MECHANISTIC INVESTIGATION OF BRD4 INHIBITION IN MYC DEPENDENT TUMORS

The c-myc gene encodes for a transcription factor involved in the regulation of different cellular mechanisms, ranging from cell cycle control and apoptosis to cellular metabolism. Myc is frequently altered in human cancer either by genomic rearrangement or by alteration of upstream regulatory pathways. Myc crucial role both in tumor formation and maintenance makes it an attractive molecular target for cancer therapy. Unfortunately, Myc is intrinsically resilient to direct pharmacological targeting using small molecules. To overcome this issue, alternative therapeutic avenues have been explored. In the last years, independent groups showed that BET proteins inhibition leads to a strong Myc downregulation in Multiple Myelomas and Acute Myeloid Leukemias, with consequent cell cycle arrest and tumor regression. To support the hypothesis of a direct and specific effect on Myc levels mediated by BET proteins, two different working models were proposed depending on c-myc location (translocated versus endogenous). In order to extend these observations and improve our understanding of the mechanism of action of BETs inhibitors, we evaluated global transcriptional alteration and chromatin profiles in Burkitt’s Lymphomas in response to JQ1. Our results demonstrate that BETs inhibitors efficacy is dependent on global alteration of RNA PolII dynamics, due to the role of BRD4 in regulating elongation. Yet, despite a pervasive eviction of BRD4 from chromatin and the global effect on RNA PolII observed following BETs inhibition, the transcriptional alterations are limited to a subset of genes.
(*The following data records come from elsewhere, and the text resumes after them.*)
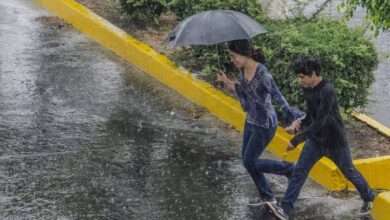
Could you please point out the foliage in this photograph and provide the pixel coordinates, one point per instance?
(185, 8)
(378, 12)
(144, 10)
(348, 59)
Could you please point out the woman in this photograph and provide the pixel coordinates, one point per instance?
(255, 90)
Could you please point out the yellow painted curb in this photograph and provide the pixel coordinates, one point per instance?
(376, 171)
(160, 67)
(381, 208)
(372, 123)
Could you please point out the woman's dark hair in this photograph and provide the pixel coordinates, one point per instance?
(306, 65)
(244, 48)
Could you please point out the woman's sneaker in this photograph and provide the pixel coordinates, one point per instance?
(366, 209)
(276, 211)
(259, 202)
These genes are characterized by promoter regions heavily marked by H3K27Ac, high binding of BRD4 and Transcription Factors (Myc and E2F1) and RNA PolII. These JQ1 sensitive genes are consistent among different cell lines and characterized by high expression levels. Prominent promoter saturation and high RNA PolII pausing render their expression rate-limited by transcriptional elongation. Indeed the same genes are selectively targeted by pharmacological treatments affecting components of the elongation machinery. Thus, selective transcriptional effects following JQ1 treatment are linked to BETs role in regulating transcriptional elongation. These observations highlight the role of BETs protein in regulating gene expression and provide a rationale to explain how broad inhibition of elongation may lead to a selective transcriptional response.